Kenneth Burke’s Representative Anecdote & the Cult of the Kill

Burke

The final idea Burke had that was better than his Pentad was the Representative Anecdote. There are a few theories like this one floating around now, but aside from Joseph Campbell’s Monomyth/Hero’s Journey (1949; which it predates), and perhaps discussion of “Shadow Texts” [I’m missing a source for this one :-(], the Representative Anecdote was one of the better known methods for evaluating stories in the 1980’s, thanks to Barry Brummett’s work.
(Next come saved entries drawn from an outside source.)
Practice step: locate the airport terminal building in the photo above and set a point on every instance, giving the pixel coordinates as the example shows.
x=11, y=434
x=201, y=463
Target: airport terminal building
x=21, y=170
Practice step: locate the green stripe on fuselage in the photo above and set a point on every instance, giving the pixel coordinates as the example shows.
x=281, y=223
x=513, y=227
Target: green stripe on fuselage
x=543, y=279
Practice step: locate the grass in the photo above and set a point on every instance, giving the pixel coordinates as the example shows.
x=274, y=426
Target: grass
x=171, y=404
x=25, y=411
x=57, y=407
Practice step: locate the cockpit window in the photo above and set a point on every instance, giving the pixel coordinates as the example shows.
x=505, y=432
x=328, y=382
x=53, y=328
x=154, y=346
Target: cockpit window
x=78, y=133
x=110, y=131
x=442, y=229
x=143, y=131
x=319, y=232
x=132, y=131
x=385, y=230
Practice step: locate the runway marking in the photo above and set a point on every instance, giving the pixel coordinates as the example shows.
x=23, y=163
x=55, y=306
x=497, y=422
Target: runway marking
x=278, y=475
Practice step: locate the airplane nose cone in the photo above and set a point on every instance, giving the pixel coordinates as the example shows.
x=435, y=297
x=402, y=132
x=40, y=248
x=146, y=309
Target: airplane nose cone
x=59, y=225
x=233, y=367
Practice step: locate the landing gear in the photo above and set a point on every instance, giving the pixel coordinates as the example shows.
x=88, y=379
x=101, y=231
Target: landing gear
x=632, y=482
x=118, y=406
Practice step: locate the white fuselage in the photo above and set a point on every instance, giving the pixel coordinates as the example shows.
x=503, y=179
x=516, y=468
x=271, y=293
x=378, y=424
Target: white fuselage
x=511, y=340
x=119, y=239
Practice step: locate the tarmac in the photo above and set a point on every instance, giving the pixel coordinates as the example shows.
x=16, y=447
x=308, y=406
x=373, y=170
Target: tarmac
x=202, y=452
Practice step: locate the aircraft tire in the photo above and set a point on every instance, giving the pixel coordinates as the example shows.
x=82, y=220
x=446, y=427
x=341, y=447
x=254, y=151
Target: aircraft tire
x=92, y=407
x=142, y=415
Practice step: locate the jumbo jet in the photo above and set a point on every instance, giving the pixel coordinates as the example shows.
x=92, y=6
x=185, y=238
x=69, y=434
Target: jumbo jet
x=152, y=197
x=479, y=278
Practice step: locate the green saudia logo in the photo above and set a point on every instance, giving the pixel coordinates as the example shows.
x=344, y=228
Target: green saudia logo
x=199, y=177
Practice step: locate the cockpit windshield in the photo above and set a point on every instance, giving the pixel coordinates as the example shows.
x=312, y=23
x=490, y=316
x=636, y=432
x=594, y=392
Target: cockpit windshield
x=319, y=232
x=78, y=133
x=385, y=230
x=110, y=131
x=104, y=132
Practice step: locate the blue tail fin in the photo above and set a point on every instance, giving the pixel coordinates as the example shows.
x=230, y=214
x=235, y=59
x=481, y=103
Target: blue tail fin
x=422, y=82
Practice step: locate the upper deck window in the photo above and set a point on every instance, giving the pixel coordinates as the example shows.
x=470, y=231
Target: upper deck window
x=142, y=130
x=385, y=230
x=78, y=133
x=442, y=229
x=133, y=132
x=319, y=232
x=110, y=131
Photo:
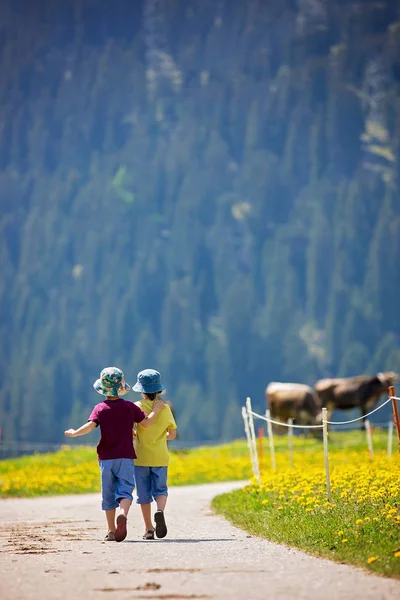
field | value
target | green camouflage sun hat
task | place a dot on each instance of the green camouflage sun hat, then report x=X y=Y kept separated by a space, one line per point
x=111 y=382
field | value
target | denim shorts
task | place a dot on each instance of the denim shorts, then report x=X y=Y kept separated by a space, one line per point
x=117 y=481
x=150 y=483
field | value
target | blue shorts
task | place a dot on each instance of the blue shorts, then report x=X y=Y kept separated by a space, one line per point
x=117 y=481
x=150 y=483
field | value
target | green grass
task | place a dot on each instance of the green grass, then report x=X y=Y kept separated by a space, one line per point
x=317 y=534
x=358 y=525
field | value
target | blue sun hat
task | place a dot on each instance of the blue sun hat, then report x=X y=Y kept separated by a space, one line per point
x=111 y=382
x=148 y=382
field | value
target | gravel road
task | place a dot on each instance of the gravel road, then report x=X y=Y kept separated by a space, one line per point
x=53 y=548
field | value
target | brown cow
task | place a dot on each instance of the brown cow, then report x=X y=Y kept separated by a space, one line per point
x=295 y=401
x=362 y=391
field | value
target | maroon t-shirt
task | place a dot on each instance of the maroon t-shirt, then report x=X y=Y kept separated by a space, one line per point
x=116 y=419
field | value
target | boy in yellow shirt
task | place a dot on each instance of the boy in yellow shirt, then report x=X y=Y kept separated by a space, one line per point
x=151 y=464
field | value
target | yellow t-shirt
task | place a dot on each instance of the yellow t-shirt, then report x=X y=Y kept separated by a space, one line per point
x=151 y=443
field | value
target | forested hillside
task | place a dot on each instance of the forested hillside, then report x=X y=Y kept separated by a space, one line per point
x=209 y=188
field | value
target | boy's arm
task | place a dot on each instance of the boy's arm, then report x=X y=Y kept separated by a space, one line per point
x=86 y=428
x=158 y=406
x=171 y=434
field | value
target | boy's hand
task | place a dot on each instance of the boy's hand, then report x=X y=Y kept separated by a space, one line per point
x=158 y=406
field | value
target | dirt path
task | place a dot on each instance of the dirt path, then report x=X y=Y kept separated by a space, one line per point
x=52 y=548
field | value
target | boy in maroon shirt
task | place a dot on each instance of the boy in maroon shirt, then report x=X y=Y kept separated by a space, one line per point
x=116 y=418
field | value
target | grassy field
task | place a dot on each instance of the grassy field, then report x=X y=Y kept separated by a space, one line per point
x=361 y=526
x=75 y=470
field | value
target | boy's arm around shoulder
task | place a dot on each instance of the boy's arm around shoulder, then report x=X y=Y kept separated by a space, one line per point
x=171 y=431
x=83 y=430
x=158 y=406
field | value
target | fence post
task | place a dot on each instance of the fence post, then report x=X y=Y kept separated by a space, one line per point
x=253 y=438
x=326 y=459
x=368 y=429
x=271 y=439
x=260 y=440
x=247 y=432
x=390 y=438
x=290 y=435
x=396 y=419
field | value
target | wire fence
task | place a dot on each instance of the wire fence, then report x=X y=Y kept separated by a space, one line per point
x=249 y=415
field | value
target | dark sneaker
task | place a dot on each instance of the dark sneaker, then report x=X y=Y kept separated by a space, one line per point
x=120 y=532
x=161 y=528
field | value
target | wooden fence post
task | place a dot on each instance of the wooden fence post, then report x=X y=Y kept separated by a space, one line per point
x=396 y=420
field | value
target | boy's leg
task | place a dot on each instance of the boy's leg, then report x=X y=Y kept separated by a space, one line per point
x=160 y=494
x=110 y=516
x=144 y=497
x=124 y=472
x=146 y=514
x=108 y=487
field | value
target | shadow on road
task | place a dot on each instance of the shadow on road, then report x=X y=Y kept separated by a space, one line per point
x=180 y=541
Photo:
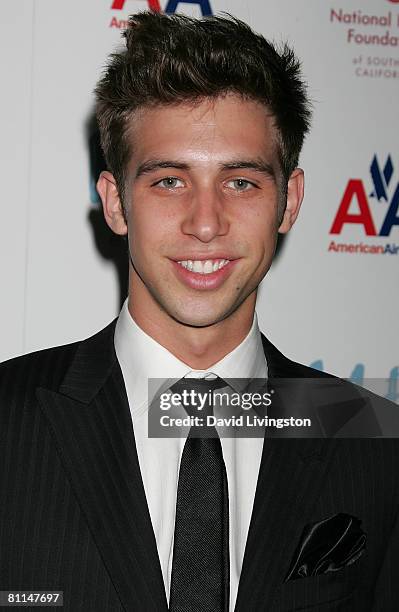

The Judeo-Christian Anecdote

For Brummett, Burke was just reading a text and finding out what story the plot line followed (i.e. what text it “shadowed”). However, Burke predominantly found the same Anecdote in his readings: the Abraham/Christ sacrifice. The two stories are themselves parallel within the Old and New Testaments of the Bible. Burke argues that because Western society is Judeo-Christian (being that these are the dominant religions), it’s not surprising that when we try to put things [events, people, objects, institutions and ideas] into the form of a story, our minds jump to biblical examples.

Burke’s premises of this story reflect his theory of Dramatism. He argues that Dramatism, and therefore rhetoric is hortatory–it attempts to exhort, suggest or outright tell people what to do [e.g. “Thou shalt not…”]. Because we–flawed humans that we are–are doomed to fail some of the time, guilt is inherent within this hortatory system.

Because we humans are “Rotten with perfection,” always seeking to be better [even is “better” is erroneously, loosely, un- defined], our guilt necessitates that we seek redemption. And how were we redeemed in the Abraham/Christ story? Through the death of a sacrifice. The killing of the sacrifice represents our transformation via rebirth–we are “saved.” And so we find something to victimize to facilitate our transformation, a process Burke called Victimage.

Types of Victimage

Burke argued there were two types of Victimage: Scapegoating and Mortification. Scapegoating was, as the name suggests, finding someone else to hold responsible. This plays out in the plots of most stories: Crime doesn’t pay, Bad guys are punished, etc.

Mortification, on the other hand, was a kind of self-flagellation, where we attempt to flog or beat ourselves (physically or metaphorically) as penance. This process is a bit trickier when applied to stories. Burke argues that when we watch a story, we don’t just identify with the hero. Instead–at least in the best stories–we identify with ALL the characters. We assign our own positive attributes to the “good” characters, and our own negative attributes to the “bad” characters. [If we didn’t find the characters believable enough to invest part of ourselves in, the story probably isn’t that popular!] When the “bad” people are punished, we experience mortification in seeing our proxy punished. This is another aspect of literature as “Equipment for Living”–it serves a real purpose in helping us process our guilt.

Where can we find the Anecdote? And why should we?

However, this wasn’t even the most interesting part of all of this. Burke’s most useful part of Dramatism wasn’t to read literature, plays, movies and television for evidence of the Abraham/Christ myth [or for clusters of “good” terms and their “agons”, which can work in tandem], but to read speeches, memos, policy documents and laws. To read documents that are not stories and discover terms that act like characters in a story-line or plot, –terms that are victimized or redeemed–was pretty radical and requires some thought to accomplish, but once you’ve noticed the Anecdote, you can’t go back to reading arguments in the same old way.

When we find the Anecdote, it is important to ask:

  1. What is sacrificed?
  2. To what/whom?
  3. What is redeemed?
  4. What are the entailments? So what [Cui bono]?

Again, to assuage our guilt, the “bad” terms [or ideas, people, practices, institutions, etc.] and their “agonistic” clusters are usually scapegoated, redeeming the “good” terms [ideas, people, etc.]. Yes, this might make us feel better, but it also plays on our need for redemption in order to present real-world consequences to real ideas, people, practices, institutions, etc. And we need to determine, “Is the cost worthwhile?” “Is the squeeze worth the juice?”

Sources:

Barry Brummett (1984). “Burke’s Representative Anecdote as a Method in Media Criticism.” Critical Studies in Mass Communication, 1(2), pp.

Barry Brummett (1984). “The Representative Anecdote as a Burkean Method, Applied to Evangelical Rhetoric.” Southern Speech Communication Journal, 50(1), pp.

Kenneth Burke (1945/1969). Rhetoric of Motives. University of California Press/Berkeley.